Best Film To Use

For a 'beginner' film I strongly recommend Ilford Pan 100 or Pan 400 - not to be confused with Pan F. It's not particularly easy to find since it's only really sold here as a student film but if you can get some it should be cheap and good value for the money. Apparently it's not the best for 'critical applications' but then are you really going to be printing huge enlargements for professional purposes? It's easy to develop yourself and produces high-contrast negatives (in my experience; it was the first film I used when I started developing my own film).
 
Is Pan F the film that produces really high contrasts? If so, then that's cool.

I never liked being a beginner so i always jump in with the pro stuff.

What film is good if enlarging is your thing?

PS. I dont intend on developing my own as of yet.
 
I was recommending Pan 100 and Pan 400, not Pan F. As PopPicker and Stingray explained, Pan F does not produce really high contrast - not unless you develop it the right way. And since you're not developing it yourself, it's not going to get developed the right way for high contrast, unless you take it to professional labs and pay them a lot of money to do so.

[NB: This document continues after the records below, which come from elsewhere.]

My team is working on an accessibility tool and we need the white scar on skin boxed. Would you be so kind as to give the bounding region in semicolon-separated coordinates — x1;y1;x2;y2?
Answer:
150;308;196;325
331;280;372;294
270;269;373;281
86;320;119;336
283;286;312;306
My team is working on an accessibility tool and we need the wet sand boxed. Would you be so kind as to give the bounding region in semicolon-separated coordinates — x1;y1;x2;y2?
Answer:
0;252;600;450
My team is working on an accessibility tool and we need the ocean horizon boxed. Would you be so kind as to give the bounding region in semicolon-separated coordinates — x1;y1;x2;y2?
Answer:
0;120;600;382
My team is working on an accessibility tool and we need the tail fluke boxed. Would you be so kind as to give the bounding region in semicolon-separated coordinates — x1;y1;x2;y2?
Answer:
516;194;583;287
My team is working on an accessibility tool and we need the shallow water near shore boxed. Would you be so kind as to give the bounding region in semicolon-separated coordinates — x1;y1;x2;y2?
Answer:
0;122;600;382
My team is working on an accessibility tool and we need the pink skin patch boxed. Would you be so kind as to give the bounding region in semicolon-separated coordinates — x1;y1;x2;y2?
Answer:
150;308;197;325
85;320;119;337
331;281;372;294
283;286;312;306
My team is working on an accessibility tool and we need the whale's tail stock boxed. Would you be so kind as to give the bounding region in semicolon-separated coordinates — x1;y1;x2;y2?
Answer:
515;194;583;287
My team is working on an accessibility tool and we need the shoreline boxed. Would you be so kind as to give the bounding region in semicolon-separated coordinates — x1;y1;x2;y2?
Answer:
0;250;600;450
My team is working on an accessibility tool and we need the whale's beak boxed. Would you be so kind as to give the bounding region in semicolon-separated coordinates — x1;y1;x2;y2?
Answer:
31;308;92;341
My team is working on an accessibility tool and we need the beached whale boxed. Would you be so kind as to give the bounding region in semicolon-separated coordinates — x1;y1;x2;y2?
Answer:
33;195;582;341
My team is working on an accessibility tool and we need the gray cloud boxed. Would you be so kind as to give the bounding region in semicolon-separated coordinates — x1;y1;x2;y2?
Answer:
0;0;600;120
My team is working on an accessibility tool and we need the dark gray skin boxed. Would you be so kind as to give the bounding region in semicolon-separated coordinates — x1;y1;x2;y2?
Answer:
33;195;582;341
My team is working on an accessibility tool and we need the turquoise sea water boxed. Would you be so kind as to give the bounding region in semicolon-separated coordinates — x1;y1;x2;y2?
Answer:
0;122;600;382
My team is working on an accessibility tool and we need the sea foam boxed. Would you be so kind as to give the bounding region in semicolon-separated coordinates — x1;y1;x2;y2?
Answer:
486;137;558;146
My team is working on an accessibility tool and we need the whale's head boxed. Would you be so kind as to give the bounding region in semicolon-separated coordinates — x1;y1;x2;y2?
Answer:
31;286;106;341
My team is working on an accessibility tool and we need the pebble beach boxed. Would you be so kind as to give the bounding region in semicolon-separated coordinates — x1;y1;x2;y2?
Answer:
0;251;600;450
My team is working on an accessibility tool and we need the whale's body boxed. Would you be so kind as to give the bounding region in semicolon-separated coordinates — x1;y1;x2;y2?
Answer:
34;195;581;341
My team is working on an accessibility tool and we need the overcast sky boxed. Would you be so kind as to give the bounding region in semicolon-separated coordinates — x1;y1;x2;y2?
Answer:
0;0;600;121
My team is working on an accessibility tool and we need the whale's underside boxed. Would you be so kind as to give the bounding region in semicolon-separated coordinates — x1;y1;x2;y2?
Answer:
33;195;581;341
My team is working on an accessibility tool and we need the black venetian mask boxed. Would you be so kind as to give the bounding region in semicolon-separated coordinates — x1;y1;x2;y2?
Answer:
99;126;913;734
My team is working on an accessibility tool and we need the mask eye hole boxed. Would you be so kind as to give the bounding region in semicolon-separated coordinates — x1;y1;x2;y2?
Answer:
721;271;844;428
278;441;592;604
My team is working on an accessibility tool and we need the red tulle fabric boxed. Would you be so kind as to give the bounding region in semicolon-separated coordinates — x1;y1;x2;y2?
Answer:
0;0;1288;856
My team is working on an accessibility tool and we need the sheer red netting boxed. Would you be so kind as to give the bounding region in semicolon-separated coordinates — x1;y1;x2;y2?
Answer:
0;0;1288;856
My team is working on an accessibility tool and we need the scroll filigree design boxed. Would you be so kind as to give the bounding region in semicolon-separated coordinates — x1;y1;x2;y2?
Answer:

Going for pro stuff is obviously your choice but I wouldn't recommend it, because you're not developing it yourself, someone else is doing it for you in a standardised way without taking your desired results (like high contrast) into account, therefore you're not getting the most out of those films, thus arguably wasting your money. You said you don't want "impeccable quality and accuracy", which is usually what people are looking for when they buy pro film; if high contrast is what you're looking for then a "beginner" film might actually be more suitable.